Keeping a log until whenever....

     This is February,  and 2016 has merely begun-  yet I have a string of new 'hurts' for the year, in these New year days.  Yesterday, I turned a corner to leave a shopping aisle to move to another one...  there was a flash of shock-  came up my legs through my body and out my fingertips and brain in about 1 second or even less. Then the immediate pressure began on my eyes and emotions, "Cry, fool, cry it hurts" AS I stood shaken, and trying to recover, I began praying AS I ALWAYS DO IN THE INCIDENCE OF HELLISH HARASSMENT....And I was capable of not crying until the trauma passed.  A blessing indeed.

Trying to get into the vehicle and disembark from it, to go ANYWHERE, I am given painful knees, jelly legs and hurting toes. Trying to walk to shop, I am mostly short of breath, or coughing, or expelling phlegm from my bronchi. Tortured with bronchial asthma and sinusitus, I snort along.

Last two evenings, I had painful neck, tension, legs hurting and terrible jabs of stinging and itching until my sleep med put me out of the misery.  There is a splotch of RED skin, just above my left breast and just under the collar bone that looks like I have a DISEASE. It is burned there by laser or whatever they use, and is MADE to itch on their command. I put cortisone on it, and get a measure of relief for a few minutes but they can override most medication. Medication works on the nerves and senses in the area, but the perps can put such SUGGESTION in the mind, that you believe it is still bothering you.

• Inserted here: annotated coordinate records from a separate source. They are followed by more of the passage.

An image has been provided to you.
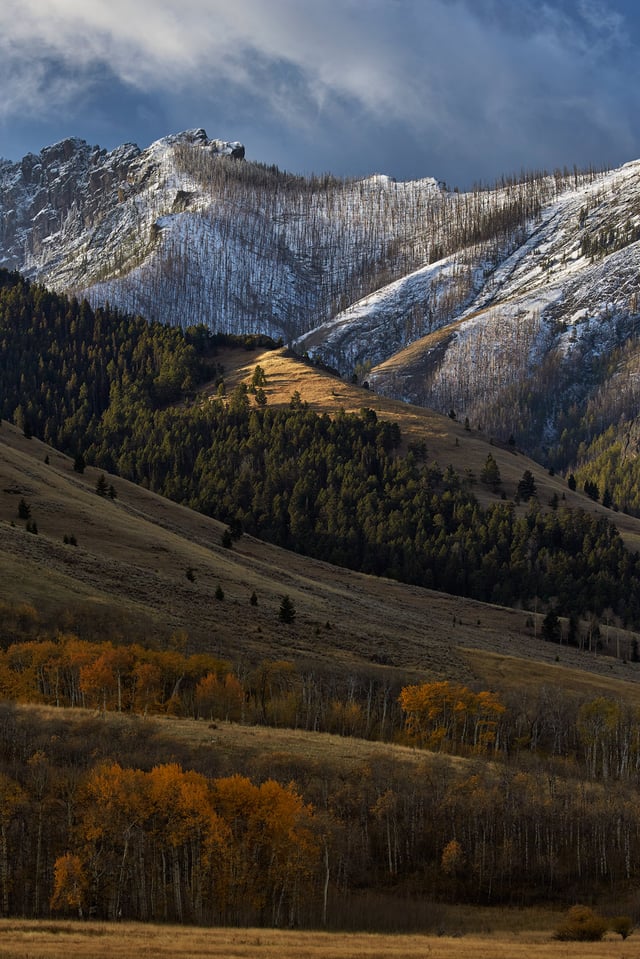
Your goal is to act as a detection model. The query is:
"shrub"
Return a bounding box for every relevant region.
[609,916,633,939]
[553,906,609,942]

Most of us realize that much of our 'thinking',  feeling sleepy,  depressed, or angry... is a lot of subliminal suggestion hitting our brain like a tsunami.  We know that we are being 'controlled' to the extent they can succeed.  But I am here to tell you,  it is NOT suggestion when a laser beam pops me in the head,  when they tip over the bile from the gall bladder or start stomach acid flowing until I burn like drinking drano:  and it is not mental suggestion when I am pushed and almost fall on steps or graded walkways, just because I am old and somewhat unstable in gait.  It is NOT suggestion when my nose begins to bleed all over my face and stops just as suddenly.  Nor is it them just 'telling me' when I am stirring dinner and my sinus is tweaked and a stream of hot mucus just drops out of a nostril  and I barely avoid throwing a dish away, (or maybe i have to).                                 Then some of my most hateful moments are running to the bathroom, while I am 'going' all down my legs. And it has happened in my bed, but I am NOT having a problem with kidneys or stool. Just the things he does to me.   All these are followed by laughing up my ear on the right side.
But there is the other side of the coin,  the times they work HARD FOR THE SEX, the reason they bother with their program on me.  They can put their arms around me, I feel them hug, and stretch me as I get the relaxing feeling of a great stretch and sigh.  All the time they are doing that, I have a large member placed in both orifices and pressed. It is NOT as pressuring as it would be if a person was here and it be literal, but it is powerfully suggestive.  My problem is NOT with having sex.... my problem is their attempt to force me to worship them, to hold them in the highest place in my life and drop ALL my family needs to do whatever they wish WHENEVER.  And yes,  I was told that ON THE FORUM where I met one of them,  "I am your SHAMAN"   "You are my slave"  This was supposed to be fun and a crazy crone thread... but In my heart I knew it went deeper than that.
I am not a part of any forum or chat room anymore. and the "Abuzz" was taken down from the NYT partly because of this kind of thing.  I wrote to the people and the paper, and they were not able to do anything about it but they got out of the business fast.
During this past evening, I was woken and my hands made to hurt horribly. It is like they are in a vise, and they press as hard as they can to just not break the bones.  My legs are jumping and my head hurting, and no amount of sleep med will allow me to sleep. So I am living with about 3 to 4 hours in the night and one hour to two in the day-- and my health is going down of course, due to lack of sleep.
I have prayed a lot for the Lord to have them KNOW I am deeply troubled and continuously busy with a daughter slowly dying and a lot of work to care for. But they pay little attention to such things.